2026-06-04

PIAP

Buscan reactivar la planta de agua pesada de Neuquén con una inversión de US$120 millones

Saesa y Spark presentaron una iniciativa privada para modernizar la PIAP en Arroyito, generar empleo y posicionar a Argentina en el mercado global del insumo nuclear.

Las empresas Saesa y Spark presentaron una iniciativa privada por US$120 millones para reactivar la Planta Industrial de Agua Pesada (PIAP), ubicada en Neuquén, que permanece inactiva desde hace casi una década. El proyecto contempla un plan de obras a 36 meses, la creación de 200 empleos directos y la posibilidad de posicionar al país como exportador de un insumo estratégico para la industria nuclear, médica y tecnológica.

La propuesta fue formalizada ante el Estado nacional con el objetivo de modernizar las instalaciones del complejo ubicado en Arroyito, un activo clave que pertenece a la Comisión Nacional de Energía Atómica. La iniciativa busca revertir años de paralización productiva y aprovechar el actual contexto de abundancia de recursos energéticos, en particular el gas natural proveniente de Vaca Muerta.

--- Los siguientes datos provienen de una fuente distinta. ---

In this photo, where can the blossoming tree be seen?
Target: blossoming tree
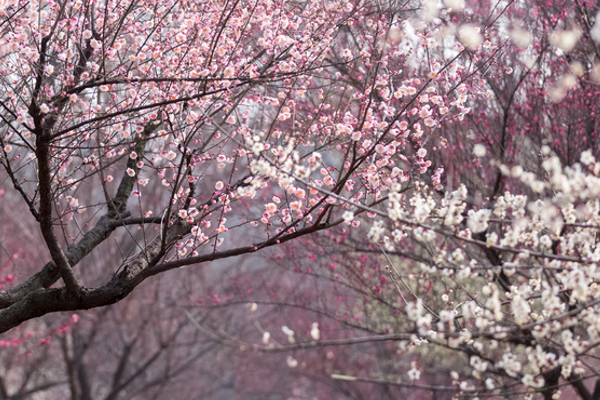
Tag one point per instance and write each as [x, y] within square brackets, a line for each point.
[197, 131]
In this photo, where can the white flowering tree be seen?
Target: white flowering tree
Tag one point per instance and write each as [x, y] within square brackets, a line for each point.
[199, 131]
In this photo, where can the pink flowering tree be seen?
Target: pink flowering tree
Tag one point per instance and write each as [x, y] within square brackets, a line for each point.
[444, 148]
[483, 276]
[203, 131]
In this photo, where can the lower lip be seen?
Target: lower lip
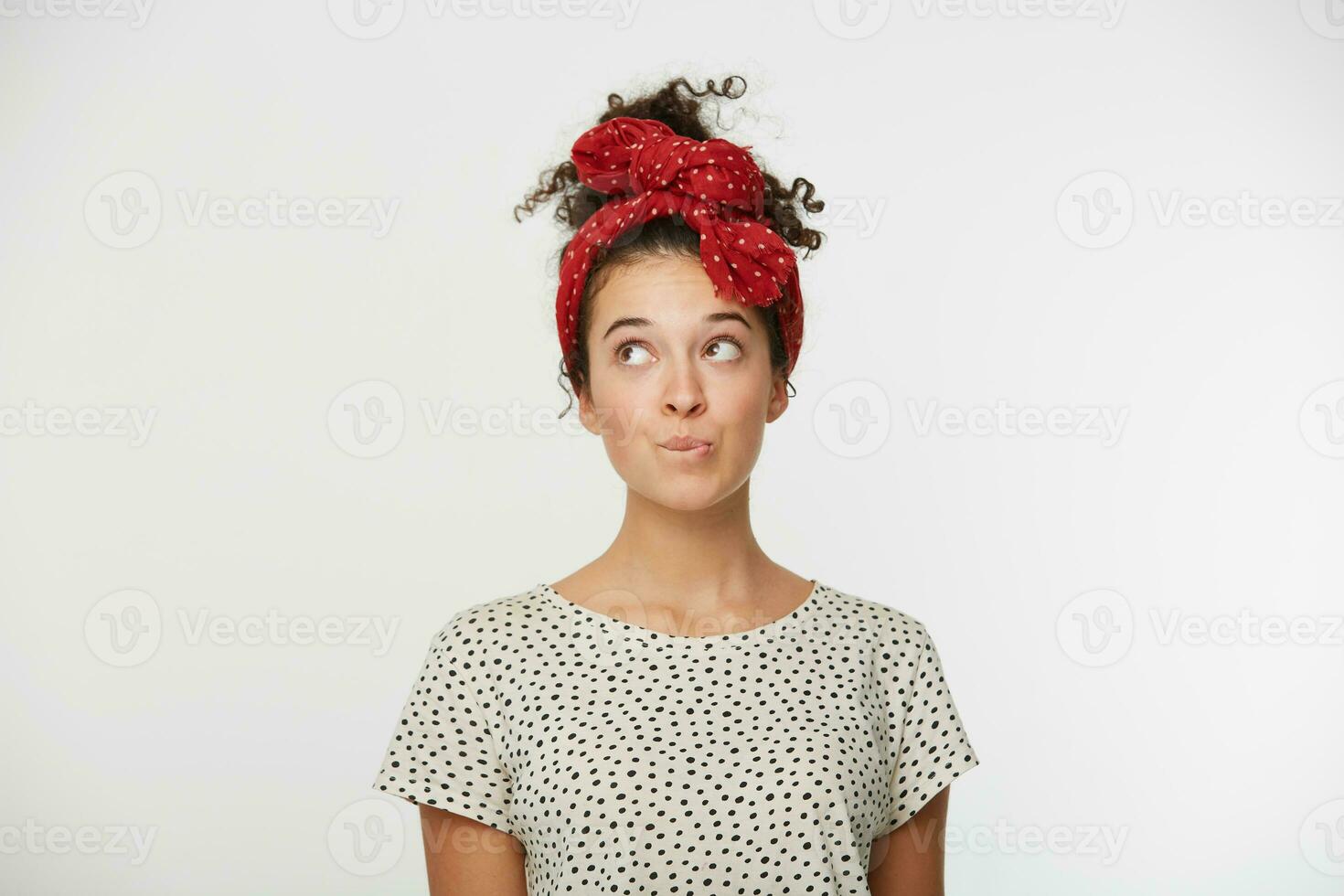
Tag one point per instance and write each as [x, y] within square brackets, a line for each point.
[700, 450]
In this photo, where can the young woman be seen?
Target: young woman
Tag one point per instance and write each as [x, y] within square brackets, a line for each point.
[683, 715]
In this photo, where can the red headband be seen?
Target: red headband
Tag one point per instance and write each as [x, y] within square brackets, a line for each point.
[714, 186]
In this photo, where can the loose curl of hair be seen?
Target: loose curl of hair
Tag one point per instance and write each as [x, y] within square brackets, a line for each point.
[677, 105]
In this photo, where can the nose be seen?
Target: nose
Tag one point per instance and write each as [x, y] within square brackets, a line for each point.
[683, 395]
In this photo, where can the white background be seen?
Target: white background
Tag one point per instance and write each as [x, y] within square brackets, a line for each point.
[960, 272]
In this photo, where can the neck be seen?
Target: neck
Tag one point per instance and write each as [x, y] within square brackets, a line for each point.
[688, 552]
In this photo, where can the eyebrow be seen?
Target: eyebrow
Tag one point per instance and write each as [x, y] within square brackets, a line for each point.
[645, 321]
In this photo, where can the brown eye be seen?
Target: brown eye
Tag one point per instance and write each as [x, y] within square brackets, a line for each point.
[628, 354]
[728, 351]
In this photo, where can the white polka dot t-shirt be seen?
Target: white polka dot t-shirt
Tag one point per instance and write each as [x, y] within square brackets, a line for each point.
[629, 761]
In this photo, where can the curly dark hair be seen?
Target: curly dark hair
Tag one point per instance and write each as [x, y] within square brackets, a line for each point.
[677, 105]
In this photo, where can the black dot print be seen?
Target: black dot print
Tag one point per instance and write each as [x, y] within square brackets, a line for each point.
[629, 761]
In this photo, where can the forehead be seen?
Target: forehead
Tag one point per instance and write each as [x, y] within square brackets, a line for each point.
[661, 289]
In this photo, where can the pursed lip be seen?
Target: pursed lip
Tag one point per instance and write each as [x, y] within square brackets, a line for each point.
[683, 443]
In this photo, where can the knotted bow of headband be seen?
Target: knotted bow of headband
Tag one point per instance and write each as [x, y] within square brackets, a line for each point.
[714, 186]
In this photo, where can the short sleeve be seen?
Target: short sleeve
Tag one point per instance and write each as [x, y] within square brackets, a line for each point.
[443, 752]
[933, 749]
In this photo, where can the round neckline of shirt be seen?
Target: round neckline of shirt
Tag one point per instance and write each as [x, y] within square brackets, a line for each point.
[784, 624]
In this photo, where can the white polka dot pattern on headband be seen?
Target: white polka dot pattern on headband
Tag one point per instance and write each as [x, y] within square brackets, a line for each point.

El presidente de Saesa, Juan Bosch, explicó que el proyecto apunta a transformar ese recurso en un producto de alto valor agregado. Las declaraciones fueron realizadas en el ciclo de streaming de EconoJournal, donde detalló los alcances técnicos y comerciales de la iniciativa. “El agua pesada es gas y energía; es Vaca Muerta transformada en valor agregado, en trabajo, desarrollo y exportaciones”, sostuvo.

El agua pesada es un componente esencial en el funcionamiento de centrales nucleares como Atucha I, Atucha II y Embalse, donde se utiliza como moderador y refrigerante en el proceso de fisión. Además, su demanda crece en sectores como la medicina, la biotecnología y la industria de semiconductores, lo que abre oportunidades de exportación en mercados de alta complejidad tecnológica.

El plan contempla la participación de Spark como socio técnico para la reactivación de la planta, con la posibilidad de poner en funcionamiento de manera anticipada una de las líneas de producción. En términos legales, el esquema prevé una concesión operativa mediante licitación pública, mientras que la propiedad del activo continuará en manos del Estado.

Según detallaron los impulsores, ya existen memorandos de entendimiento firmados con potenciales compradores internacionales, lo que permitiría acelerar la inserción del producto en el mercado global una vez reactivada la planta. El principal desafío, indicaron, no es financiero ni técnico, sino lograr consenso institucional para avanzar con el proyecto.

La PIAP, inaugurada en 1993 y sin producción sostenida desde 2017, es considerada la planta de agua pesada más grande del mundo y la única de su tipo en el hemisferio sur. Su reactivación no solo implicaría recuperar un activo estratégico, sino también abrir una nueva vía de generación de divisas a partir de la industrialización de los recursos energéticos del país.

De concretarse, el proyecto permitiría a la Argentina ingresar nuevamente en un mercado global con déficit de oferta, consolidando un modelo que combina energía, industria y conocimiento para generar empleo y desarrollo tecnológico.